Today's FT has an editorial complaining about the extraterritorial inspections of Ernst & Young (in London) carried out recently by the Public Company Accounting Oversight Board under Sarbanes-Oxley (SOX). The FT's point is that this work is duplicative of UK inspection, and imposes additional (and impliedly unnecessary) costs on UK audit offices. The FT's recommendation is to reciprocate under the EU audit directive, by requiring EU inspection of U.S. audit offices. The idea is to impose reciprocal pain in order to induce agreement to a regime of mutual recognition.
While there might be more mature methods to deal with U.S. "extraterritoriality" in this context, it is also not clear that the UK inspection system meets the SOX standards. So some degree of harmonization may need to precede mutual recognition.
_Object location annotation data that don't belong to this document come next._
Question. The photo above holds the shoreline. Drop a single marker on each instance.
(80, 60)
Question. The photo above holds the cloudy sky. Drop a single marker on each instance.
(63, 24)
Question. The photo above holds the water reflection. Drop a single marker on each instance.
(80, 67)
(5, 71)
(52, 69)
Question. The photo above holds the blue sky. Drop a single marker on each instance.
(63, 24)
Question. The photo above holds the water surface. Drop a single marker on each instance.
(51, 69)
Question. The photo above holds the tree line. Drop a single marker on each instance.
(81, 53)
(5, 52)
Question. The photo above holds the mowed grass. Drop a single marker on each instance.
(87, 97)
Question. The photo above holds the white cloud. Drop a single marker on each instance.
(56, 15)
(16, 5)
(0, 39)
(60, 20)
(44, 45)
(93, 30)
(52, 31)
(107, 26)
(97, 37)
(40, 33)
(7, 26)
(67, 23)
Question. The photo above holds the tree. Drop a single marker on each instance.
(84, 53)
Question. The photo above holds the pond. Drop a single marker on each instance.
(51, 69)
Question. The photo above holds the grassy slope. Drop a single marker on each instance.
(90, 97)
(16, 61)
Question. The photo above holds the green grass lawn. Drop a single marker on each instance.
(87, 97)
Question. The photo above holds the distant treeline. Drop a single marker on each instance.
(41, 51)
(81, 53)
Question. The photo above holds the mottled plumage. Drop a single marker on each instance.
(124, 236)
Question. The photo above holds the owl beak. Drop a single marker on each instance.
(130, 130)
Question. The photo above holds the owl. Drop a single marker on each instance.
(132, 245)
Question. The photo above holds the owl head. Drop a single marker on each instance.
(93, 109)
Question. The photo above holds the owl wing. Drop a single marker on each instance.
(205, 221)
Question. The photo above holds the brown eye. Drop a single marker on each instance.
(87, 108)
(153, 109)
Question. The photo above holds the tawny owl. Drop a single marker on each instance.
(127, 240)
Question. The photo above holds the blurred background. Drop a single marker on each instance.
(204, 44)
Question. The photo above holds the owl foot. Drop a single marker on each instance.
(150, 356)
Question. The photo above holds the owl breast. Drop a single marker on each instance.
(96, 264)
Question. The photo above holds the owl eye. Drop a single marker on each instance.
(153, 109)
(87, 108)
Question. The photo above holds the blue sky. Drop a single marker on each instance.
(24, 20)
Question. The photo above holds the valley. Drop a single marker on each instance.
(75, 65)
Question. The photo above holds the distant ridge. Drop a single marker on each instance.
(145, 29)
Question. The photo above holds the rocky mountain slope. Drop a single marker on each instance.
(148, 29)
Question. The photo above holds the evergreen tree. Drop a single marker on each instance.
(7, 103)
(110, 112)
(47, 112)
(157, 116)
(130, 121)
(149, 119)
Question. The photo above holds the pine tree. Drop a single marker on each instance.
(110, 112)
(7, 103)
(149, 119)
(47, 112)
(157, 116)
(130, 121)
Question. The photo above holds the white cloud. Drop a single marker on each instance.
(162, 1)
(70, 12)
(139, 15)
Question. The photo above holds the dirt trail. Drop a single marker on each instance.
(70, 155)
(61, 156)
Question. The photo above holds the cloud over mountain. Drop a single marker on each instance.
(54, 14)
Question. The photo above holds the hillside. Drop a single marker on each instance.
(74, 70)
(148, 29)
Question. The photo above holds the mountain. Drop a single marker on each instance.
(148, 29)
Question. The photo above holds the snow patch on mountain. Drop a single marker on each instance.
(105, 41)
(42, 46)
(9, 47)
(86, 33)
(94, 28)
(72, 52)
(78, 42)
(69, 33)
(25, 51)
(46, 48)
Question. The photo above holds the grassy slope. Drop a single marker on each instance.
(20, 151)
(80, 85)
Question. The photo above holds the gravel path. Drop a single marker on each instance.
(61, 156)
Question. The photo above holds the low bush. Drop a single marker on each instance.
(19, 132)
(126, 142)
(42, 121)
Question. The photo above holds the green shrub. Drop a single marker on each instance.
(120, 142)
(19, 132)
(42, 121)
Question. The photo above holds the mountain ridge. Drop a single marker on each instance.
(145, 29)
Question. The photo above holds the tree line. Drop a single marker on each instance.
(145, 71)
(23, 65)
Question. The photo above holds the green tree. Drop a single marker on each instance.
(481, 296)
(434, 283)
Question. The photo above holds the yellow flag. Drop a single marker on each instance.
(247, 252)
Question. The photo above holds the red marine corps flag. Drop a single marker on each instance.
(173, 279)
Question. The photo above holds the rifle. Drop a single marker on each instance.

It may be that the EU would have some legal rights under WTO law. In 1998, the Committee on Trade in Services adopted the Disciplines on Domestic Regulation in the Accountancy Sector (the “Accountancy Disciplines”),[1]developed by the GATS Working Party on Professional Services (now the Working Party on Domestic Regulation). These disciplines apply to all member states that have made specific commitments in accountancy (positive list) but do not apply to national measures listed as exceptions under Articles XVI and XVII (negative list). They generally articulate further and tighten the principle of necessity: that measures should be the least trade restrictive method to effect a legitimate objective. In fact, these provisions replicate requirements that have been imposed in the EC pursuant to the ECJ’s single market jurisprudence. In particular, Member states are required to ensure that measures relating to licensing requirements and procedures, technical standards and qualification requirements and procedures are not prepared, adopted or applied with a view to or with the effect of creating unnecessary barriers to trade in accountancy services. Such measures may not be more trade restrictive than necessary to fulfill a legitimate objective, including protection of consumers, the quality of the service, professional competence and the integrity of the profession. This necessity requirement is substantially stronger than that contained in Article VI:5 of GATS.
[1] WTO, Disciplines on Domestic Regulation in the Accountancy Sector, S/L/64, 17 December 1998, reprinted in WTO Focus, December 1998, 10-11.